Sarah Lewis, Researcher to the Executive Director at C40 Cities

Headshot of Sarah Lewis

Cities have enormous power to shape both human and planetary health. A well-planned city can not only support the economic, social, physical and mental wellbeing of its inhabitants, it can also impact people and places far outside its borders. More often than not, urban design that prioritises the wellbeing of its residents generates benefits that are amplified globally.  

The cities we want will be designed for people. That means reversing the trends of 20th century urban planning, in which humans were squeezed out to accommodate cars. In the future, public space will no longer function as storage for private vehicles; instead, pavements and other pedestrian areas will be expanded, and transformed into spaces that are safe, green, healthy and pleasant for everyone to use. Since building resilience to climate impacts is also an opportunity to make spaces more attractive for people to work, rest and play, the city will make smart and equitable use of trees, plants and other green and blue infrastructure to adapt to rising heat, clean the air, and make working and living in the city a pleasure. 

On the roads, priority will be given to the most sustainable, healthy and efficient modes of transport. Active transport will not only be safe for everyone, it will be the most attractive option, as cleaner air, people-centred streets and well-designed quality walking and cycling infrastructure make it one of the most enjoyable ways to get around. Essentially, the future city makes it easy and desirable to live sustainable and healthy lifestyles.  

We want cities that make it easy for us to access the things that make life meaningful - social connections, good jobs and educational opportunities, culture, play, nature. When we can access these things locally, our quality of life goes up and our carbon footprint goes down effortlessly. The future city will look like multiple compact neighbourhoods, designed around the ‘15 minute city’ principle developed by Carlos Moreno, in which city life is organised so that people can meet their everyday needs within a short walk or bike ride. As the city works to foster closer connections between people and places, the need for material and carbon intensive transport and infrastructure will be dramatically reduced.  

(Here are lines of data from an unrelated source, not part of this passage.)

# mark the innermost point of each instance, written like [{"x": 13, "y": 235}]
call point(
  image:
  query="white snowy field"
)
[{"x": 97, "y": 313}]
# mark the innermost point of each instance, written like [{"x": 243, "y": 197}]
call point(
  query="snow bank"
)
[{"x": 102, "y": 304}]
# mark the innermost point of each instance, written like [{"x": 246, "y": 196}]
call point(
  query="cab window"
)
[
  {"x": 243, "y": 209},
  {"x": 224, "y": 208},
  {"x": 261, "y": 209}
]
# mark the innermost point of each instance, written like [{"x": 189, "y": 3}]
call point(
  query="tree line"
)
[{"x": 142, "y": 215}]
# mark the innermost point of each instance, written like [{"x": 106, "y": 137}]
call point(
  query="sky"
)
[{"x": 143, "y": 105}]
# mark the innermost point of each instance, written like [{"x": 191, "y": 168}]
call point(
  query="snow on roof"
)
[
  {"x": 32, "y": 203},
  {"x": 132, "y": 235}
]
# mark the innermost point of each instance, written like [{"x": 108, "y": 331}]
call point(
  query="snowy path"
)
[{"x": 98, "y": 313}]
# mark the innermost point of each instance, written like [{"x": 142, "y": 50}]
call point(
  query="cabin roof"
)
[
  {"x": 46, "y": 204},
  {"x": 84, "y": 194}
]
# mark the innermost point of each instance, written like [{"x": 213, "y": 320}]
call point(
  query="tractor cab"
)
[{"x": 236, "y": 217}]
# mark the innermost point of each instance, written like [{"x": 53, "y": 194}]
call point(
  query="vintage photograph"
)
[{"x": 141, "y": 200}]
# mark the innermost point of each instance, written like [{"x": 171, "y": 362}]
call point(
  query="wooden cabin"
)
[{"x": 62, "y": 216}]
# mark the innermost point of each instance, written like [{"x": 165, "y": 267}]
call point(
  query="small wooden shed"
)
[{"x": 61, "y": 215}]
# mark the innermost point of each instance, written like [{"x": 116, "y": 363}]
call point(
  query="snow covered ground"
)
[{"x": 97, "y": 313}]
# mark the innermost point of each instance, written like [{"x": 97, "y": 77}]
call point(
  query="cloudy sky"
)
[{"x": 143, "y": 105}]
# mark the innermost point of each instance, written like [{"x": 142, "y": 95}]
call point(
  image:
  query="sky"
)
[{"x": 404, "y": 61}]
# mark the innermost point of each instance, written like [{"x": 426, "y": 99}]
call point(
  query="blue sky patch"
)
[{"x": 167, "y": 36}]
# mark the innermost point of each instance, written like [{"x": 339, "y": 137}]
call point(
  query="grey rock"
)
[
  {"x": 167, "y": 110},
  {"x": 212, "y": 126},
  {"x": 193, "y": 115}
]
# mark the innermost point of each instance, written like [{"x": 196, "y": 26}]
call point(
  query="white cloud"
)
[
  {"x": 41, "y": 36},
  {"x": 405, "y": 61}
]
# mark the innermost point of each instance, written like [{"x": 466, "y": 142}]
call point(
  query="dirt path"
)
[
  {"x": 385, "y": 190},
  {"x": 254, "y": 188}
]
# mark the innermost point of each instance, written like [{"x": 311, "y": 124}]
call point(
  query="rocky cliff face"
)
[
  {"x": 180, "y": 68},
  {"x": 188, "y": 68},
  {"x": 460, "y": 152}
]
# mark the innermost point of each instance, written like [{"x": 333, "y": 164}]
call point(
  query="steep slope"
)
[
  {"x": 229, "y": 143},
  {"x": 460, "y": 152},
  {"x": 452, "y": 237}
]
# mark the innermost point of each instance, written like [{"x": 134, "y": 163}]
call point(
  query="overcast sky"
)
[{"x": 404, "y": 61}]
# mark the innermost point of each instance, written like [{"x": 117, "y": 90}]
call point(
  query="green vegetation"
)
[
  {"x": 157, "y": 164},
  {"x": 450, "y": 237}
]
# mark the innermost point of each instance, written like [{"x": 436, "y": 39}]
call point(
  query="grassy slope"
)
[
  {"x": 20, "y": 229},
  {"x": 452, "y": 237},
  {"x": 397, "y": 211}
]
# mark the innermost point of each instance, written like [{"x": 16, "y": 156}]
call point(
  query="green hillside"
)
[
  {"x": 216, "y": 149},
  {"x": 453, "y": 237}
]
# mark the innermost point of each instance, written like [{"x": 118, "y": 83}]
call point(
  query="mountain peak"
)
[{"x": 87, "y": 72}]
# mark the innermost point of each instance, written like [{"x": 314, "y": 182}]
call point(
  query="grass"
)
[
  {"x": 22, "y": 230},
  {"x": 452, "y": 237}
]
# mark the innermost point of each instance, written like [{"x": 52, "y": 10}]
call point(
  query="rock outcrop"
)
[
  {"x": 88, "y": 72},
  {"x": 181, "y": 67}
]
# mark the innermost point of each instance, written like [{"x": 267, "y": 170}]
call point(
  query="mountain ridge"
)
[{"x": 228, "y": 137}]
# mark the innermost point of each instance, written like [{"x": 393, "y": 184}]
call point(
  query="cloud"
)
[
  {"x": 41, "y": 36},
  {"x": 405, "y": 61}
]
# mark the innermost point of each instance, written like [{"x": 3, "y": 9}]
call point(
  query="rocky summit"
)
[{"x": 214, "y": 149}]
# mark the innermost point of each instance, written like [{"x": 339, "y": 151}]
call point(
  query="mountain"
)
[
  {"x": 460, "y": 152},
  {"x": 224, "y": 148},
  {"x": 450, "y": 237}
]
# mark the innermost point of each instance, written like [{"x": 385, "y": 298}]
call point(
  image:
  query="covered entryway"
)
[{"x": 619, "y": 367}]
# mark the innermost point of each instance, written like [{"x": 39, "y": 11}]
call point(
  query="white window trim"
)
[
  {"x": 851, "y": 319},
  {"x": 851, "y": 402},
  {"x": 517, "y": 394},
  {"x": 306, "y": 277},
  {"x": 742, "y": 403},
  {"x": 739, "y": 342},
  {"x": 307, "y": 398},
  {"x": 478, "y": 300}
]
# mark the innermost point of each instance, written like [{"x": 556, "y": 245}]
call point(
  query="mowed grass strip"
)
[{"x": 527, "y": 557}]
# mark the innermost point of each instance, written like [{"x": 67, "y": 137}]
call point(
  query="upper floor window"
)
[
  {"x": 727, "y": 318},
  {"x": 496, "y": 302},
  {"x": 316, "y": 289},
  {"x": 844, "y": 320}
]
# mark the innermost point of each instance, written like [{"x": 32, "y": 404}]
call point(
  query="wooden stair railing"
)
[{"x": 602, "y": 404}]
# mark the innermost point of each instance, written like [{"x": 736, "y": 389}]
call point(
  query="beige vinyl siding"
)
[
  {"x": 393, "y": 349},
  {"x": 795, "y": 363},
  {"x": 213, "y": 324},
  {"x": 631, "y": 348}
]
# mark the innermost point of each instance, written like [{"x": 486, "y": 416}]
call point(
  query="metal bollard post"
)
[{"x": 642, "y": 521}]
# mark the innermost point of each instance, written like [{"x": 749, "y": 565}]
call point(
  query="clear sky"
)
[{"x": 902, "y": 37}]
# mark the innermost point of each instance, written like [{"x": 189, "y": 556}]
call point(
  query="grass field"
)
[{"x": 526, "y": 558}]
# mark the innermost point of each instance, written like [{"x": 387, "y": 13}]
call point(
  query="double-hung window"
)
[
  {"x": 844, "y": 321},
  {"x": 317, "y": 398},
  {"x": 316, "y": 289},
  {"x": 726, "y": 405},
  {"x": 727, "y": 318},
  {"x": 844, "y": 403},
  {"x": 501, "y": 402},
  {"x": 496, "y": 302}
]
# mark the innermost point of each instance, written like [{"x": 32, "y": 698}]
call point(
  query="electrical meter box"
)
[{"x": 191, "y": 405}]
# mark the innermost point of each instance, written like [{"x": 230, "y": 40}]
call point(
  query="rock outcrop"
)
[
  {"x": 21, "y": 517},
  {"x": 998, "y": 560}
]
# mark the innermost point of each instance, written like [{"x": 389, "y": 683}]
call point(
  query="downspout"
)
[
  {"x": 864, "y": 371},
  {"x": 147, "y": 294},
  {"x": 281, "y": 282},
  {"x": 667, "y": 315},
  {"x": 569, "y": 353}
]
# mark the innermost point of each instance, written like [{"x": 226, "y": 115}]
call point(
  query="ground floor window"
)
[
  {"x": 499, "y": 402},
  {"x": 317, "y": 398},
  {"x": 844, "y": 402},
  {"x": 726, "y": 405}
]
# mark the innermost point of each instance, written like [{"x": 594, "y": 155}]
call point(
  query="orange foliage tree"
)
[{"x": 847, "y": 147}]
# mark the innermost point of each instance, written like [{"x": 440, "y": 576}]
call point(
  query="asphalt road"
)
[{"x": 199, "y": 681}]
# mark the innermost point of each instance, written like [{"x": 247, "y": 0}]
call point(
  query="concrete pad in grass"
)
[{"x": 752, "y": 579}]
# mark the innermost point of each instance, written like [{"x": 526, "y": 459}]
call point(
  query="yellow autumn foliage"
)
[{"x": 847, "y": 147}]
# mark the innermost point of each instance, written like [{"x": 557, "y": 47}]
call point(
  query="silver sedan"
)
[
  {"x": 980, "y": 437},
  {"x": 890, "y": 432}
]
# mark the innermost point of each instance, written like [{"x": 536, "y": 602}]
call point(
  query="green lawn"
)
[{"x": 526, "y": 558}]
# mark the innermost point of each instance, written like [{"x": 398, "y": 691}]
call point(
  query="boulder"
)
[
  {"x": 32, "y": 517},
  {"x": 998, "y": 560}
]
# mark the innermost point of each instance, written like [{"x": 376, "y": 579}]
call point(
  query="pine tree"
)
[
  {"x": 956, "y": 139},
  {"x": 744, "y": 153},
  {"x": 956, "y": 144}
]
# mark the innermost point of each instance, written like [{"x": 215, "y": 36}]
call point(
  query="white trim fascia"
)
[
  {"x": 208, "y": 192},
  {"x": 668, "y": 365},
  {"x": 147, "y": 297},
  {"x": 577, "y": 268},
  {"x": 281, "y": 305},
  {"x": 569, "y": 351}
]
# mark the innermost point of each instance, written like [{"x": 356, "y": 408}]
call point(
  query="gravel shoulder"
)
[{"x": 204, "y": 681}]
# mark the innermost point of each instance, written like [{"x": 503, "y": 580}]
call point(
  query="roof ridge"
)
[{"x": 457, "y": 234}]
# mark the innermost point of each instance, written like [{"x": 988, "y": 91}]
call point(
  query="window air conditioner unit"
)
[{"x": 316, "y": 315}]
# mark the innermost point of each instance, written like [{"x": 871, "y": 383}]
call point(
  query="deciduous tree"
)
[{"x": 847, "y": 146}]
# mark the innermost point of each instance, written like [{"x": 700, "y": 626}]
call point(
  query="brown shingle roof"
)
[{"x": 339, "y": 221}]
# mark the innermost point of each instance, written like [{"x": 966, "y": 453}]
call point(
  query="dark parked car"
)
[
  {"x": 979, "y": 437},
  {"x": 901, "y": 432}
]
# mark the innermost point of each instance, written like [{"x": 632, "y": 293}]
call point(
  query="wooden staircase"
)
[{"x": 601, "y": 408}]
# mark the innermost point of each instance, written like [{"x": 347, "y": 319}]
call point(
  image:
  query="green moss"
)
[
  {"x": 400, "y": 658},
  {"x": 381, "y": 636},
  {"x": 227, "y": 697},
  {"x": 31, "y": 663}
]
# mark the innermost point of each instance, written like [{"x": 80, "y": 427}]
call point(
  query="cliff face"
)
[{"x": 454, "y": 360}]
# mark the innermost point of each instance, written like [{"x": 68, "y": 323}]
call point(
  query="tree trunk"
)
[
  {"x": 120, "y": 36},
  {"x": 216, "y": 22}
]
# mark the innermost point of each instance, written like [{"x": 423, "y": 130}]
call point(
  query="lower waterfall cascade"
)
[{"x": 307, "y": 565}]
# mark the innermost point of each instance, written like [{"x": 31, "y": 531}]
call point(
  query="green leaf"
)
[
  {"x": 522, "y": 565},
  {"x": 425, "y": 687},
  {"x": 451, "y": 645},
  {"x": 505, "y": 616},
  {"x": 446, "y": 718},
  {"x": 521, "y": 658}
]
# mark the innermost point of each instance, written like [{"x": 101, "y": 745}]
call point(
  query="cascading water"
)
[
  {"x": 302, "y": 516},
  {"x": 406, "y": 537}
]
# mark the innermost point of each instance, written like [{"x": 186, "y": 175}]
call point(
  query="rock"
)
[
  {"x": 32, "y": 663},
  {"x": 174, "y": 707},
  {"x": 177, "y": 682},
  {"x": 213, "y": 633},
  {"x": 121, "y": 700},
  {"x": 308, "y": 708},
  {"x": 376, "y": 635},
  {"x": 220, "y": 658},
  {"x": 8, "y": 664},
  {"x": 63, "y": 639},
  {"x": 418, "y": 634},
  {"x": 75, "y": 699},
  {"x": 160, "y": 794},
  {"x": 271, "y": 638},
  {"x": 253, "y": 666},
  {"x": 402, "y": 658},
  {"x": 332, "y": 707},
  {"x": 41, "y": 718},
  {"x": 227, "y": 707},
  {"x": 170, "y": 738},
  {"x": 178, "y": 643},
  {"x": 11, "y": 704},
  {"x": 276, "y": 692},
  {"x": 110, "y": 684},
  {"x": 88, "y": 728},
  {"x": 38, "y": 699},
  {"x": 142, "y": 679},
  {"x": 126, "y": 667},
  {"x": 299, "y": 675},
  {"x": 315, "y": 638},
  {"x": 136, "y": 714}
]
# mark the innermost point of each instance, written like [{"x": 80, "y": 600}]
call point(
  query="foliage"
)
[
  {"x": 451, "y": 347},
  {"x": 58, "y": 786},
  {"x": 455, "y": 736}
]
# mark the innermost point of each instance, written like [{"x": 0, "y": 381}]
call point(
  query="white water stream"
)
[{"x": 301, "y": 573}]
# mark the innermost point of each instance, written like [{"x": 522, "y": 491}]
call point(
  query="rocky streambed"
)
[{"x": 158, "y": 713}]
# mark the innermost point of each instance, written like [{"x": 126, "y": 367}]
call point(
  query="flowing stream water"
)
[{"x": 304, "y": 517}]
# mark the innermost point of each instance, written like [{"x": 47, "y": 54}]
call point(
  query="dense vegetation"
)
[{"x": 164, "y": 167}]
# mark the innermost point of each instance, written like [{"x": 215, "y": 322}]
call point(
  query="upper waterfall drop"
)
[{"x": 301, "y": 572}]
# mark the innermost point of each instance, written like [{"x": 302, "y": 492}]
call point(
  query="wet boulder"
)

Our cities will work well when they are designed for all. Transport infrastructure will be planned around the needs of all its users; everyone will have easy access to green spaces and clean air. Moreover, when cities are designed to foster sustainability, we promote greater equity globally, as citizens of wealthy countries are disproportionately responsible for emissions, while people in the Global South are disproportionately impacted by the rising temperatures that result from them. When cities act to reduce greenhouse gases, it helps to make the world a fairer place. 

The city we want is one that understands that we are all connected. As centres of innovation, future cities will be pioneers of 21st century economic models such as Kate Raworth’s doughnut economics, which dispenses with traditional metrics for political and economic success and instead envisions all people everywhere thriving with safe ecological boundaries. Like the 15 minute city, this shift is already happening globally, with a number of cities adopting or piloting a city-scale version.  

The future we want is in sight, and change is beginning now in cities.